Wnt3a prime myoblasts for myogenic differentiation. (A) qPCR analysis of follistatin and myogenin expression levels in proliferating and differentiating myoblasts. Data are presented as the mean ± SEM (n = 3, **P < 0.01), normalized to GAPDH. (B) Western blot analysis of Pax7, myogenin, and follistatin expression in proliferating myoblasts following recombinant Wnt3a or control BSA protein treatments. (C) qPCR analysis of myogenin expression in proliferating myoblasts following recombinant Wnt3a, Dkk1, or control BSA protein treatments.
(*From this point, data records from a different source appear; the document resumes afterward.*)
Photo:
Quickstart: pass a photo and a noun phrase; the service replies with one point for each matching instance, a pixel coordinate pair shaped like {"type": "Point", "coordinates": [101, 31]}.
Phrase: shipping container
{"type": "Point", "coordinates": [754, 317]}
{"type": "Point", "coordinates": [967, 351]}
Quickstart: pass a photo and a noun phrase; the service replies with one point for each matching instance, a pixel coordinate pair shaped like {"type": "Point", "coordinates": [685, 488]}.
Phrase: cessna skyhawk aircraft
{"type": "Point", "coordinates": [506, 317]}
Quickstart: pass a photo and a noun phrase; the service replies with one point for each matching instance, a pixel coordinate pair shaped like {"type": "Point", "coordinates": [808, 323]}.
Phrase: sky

Data are presented as the mean ± SEM (n = 3, **P < 0.01), normalized to GAPDH. (D) qPCR analysis of locus enrichment in chromatin immunoprecipitated with α-myogenin or control IgG antibodies from proliferating myoblasts following recombinant Wnt3a or control BSA protein treatments. Data are presented as the mean ± SEM (n = 3, **P < 0.01). (E) qPCR analysis of follistatin expression in myoblasts treated with siScr and BSA, siScr and Wnt3a, or siMyog and Wnt3a. Data are presented as the mean ± SEM (n = 3, **P < 0.01), normalized to GAPDH.